Thirdly, to have a better pool of knowledgeable employees in the first place, the tertiary educational system should be modified so that it becomes a requirement for polytechnics and universities to establish direct and strong links with the industry. This will ensure that students are provided an education that includes both academic and practical education. This is one area the Ministry of Education could look into.

Next, there is a need to provide context-appropriate training to workers in order that assigned tasks can be completed more efficiently. The Government can incentivise this is by providing subsidies to companies for organisation-specific training.

Currently, training programmes are organised on a more general level applicable to all organisations within the industry. But equipment and management practices differ across organisations.

Lastly, management policies need to be formulated such that they allow workers more autonomy when it comes to decision-making.

offer something new

When all these measures are instituted, the idea of enhancing economic growth through increased productivity would be a viable option.

However, even so, this would only be effective as a growth strategy for the short term, until all businesses are operating at maximum efficiency.

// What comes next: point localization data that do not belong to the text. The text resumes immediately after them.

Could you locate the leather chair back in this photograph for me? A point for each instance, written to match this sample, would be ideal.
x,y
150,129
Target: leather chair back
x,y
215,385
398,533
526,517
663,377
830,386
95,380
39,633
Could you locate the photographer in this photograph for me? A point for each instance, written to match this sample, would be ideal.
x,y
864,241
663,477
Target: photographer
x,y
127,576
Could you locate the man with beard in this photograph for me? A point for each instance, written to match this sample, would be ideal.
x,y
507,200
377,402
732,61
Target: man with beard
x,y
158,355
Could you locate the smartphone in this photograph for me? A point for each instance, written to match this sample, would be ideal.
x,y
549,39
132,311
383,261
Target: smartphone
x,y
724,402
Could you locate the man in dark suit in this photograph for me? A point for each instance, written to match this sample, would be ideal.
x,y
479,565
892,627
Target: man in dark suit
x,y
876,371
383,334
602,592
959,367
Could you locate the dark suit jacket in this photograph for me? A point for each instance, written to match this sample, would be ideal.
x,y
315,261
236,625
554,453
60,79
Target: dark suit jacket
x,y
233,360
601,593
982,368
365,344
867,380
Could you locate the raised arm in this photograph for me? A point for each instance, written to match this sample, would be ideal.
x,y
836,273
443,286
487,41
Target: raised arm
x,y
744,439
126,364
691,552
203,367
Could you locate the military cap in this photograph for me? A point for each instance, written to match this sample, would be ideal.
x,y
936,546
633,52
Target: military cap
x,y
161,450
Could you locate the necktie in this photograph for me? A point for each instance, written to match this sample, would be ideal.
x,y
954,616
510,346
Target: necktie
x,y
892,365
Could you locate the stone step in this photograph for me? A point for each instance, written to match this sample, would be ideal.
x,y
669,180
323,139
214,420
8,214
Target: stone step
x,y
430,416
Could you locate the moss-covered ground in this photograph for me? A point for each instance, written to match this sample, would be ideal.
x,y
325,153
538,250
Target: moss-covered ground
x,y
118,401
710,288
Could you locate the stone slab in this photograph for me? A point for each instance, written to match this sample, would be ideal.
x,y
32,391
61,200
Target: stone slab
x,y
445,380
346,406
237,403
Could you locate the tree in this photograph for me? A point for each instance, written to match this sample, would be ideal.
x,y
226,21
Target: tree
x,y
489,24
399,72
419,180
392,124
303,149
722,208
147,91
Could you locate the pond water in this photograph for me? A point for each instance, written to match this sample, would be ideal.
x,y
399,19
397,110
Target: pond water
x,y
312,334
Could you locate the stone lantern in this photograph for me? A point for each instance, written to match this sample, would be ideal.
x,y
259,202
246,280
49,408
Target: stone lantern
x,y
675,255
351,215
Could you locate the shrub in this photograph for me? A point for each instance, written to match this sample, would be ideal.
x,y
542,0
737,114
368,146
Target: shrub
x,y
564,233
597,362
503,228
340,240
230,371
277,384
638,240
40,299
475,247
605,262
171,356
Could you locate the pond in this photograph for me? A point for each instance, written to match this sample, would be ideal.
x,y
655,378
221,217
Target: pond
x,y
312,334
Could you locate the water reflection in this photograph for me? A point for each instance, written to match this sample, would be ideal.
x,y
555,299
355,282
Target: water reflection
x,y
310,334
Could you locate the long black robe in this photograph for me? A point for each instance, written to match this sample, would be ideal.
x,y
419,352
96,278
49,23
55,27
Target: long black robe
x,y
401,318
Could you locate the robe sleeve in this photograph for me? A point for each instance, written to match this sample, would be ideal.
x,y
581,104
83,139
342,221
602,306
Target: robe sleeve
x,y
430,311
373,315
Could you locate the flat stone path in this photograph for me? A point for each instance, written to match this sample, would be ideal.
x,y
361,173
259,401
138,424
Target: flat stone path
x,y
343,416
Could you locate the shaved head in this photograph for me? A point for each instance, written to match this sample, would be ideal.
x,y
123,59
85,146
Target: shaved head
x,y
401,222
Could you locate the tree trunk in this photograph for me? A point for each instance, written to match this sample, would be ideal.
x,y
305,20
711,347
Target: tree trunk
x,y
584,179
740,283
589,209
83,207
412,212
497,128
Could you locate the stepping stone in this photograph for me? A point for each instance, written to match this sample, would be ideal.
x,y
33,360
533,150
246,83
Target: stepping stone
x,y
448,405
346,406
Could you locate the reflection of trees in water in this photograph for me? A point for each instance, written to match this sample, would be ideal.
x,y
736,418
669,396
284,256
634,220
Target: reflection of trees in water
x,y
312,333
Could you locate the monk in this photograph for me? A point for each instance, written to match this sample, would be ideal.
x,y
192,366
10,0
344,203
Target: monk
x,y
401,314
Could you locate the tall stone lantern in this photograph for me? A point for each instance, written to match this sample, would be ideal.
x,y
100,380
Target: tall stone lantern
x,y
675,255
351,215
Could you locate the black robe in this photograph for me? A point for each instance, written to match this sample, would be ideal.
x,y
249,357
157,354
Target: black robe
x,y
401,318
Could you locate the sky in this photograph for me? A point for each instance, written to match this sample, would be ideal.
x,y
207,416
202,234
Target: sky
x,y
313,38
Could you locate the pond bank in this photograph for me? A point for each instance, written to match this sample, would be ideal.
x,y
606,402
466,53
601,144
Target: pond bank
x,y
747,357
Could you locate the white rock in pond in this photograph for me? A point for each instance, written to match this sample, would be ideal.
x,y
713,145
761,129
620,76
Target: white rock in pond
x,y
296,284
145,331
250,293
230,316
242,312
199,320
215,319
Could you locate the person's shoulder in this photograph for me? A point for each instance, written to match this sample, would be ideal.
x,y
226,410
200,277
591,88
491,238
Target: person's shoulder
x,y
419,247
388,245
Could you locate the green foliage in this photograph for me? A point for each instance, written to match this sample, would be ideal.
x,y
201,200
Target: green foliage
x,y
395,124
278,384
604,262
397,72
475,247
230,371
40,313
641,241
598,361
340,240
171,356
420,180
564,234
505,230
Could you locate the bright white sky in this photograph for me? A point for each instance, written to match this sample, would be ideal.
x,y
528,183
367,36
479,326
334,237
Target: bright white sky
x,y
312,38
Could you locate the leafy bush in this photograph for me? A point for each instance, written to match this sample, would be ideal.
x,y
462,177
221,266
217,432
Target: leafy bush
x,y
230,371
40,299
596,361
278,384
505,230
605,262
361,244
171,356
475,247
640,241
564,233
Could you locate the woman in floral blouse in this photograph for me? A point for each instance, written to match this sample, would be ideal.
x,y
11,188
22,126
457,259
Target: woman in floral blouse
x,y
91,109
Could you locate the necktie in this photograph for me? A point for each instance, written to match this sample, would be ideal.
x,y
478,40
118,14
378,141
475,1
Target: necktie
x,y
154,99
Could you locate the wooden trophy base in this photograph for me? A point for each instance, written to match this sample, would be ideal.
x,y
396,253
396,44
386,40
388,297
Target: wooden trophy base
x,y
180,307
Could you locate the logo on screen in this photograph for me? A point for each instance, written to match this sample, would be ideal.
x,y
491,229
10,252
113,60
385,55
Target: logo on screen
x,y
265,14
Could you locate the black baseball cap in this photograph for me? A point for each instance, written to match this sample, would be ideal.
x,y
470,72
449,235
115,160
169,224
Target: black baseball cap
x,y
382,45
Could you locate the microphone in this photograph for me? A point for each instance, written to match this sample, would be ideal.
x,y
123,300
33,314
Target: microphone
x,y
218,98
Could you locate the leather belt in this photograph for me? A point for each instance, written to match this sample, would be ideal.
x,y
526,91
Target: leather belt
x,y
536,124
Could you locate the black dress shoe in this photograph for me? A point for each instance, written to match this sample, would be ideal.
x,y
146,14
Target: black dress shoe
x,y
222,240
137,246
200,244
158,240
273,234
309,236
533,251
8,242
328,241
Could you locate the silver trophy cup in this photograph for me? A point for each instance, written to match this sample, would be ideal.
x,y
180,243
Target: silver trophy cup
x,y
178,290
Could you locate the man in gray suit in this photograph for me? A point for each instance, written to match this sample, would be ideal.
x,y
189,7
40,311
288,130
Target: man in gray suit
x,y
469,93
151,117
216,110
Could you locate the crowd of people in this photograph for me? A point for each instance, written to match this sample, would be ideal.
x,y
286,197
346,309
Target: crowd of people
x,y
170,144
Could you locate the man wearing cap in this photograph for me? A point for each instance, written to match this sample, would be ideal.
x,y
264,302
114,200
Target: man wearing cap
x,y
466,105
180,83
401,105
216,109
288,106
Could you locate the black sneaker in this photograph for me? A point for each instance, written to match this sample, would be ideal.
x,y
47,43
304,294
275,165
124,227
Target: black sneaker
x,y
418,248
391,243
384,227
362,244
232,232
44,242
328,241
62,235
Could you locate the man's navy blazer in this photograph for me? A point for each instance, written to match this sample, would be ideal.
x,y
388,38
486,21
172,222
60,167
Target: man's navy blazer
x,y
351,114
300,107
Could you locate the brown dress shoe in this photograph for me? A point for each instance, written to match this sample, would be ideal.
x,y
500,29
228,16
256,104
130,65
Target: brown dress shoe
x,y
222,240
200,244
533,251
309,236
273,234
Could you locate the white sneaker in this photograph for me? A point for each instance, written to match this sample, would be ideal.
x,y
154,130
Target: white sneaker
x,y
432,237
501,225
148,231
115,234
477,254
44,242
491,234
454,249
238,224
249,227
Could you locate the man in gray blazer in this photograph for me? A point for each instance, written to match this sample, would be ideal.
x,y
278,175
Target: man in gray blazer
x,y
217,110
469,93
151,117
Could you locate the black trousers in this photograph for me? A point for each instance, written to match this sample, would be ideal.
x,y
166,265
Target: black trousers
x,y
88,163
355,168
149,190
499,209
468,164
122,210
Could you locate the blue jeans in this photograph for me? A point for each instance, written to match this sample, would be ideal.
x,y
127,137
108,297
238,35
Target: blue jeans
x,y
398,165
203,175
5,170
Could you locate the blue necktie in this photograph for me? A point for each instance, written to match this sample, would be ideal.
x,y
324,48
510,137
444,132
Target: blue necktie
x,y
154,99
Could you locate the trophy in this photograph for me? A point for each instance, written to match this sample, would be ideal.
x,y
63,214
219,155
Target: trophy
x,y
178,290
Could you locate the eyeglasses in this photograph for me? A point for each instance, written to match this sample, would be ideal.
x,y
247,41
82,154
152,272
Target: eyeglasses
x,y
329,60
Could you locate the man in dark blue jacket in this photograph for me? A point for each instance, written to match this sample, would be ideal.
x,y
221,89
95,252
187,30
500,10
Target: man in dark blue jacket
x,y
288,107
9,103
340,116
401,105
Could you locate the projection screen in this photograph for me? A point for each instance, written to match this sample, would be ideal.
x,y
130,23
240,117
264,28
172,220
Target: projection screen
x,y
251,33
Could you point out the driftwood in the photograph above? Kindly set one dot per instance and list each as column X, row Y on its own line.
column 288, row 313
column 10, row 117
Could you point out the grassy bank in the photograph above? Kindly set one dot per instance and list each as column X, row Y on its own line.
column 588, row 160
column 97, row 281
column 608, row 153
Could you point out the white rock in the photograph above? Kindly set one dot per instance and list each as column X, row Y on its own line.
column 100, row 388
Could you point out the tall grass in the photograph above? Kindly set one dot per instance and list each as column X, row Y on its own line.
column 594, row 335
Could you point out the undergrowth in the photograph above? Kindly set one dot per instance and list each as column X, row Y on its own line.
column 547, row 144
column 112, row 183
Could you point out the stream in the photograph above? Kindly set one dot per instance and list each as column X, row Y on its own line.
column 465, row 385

In the long run, there is a limit to which productivity can be increased.

Once the labour force is producing the maximum amount of units working at the maximum operational hours, production cannot be increased any further unless more employees are hired.

So, if all companies are operating at maximum efficiency, there can be no increase in productivity.

The only avenue, then, in which businesses can truly grow in the long run will be through innovation — that is, with the introduction of new product and service offerings.

Professor Sundaram Janakiramanan is Professor of Finance at SIM University’s School of Business. This is the second in a three-part series on producivity.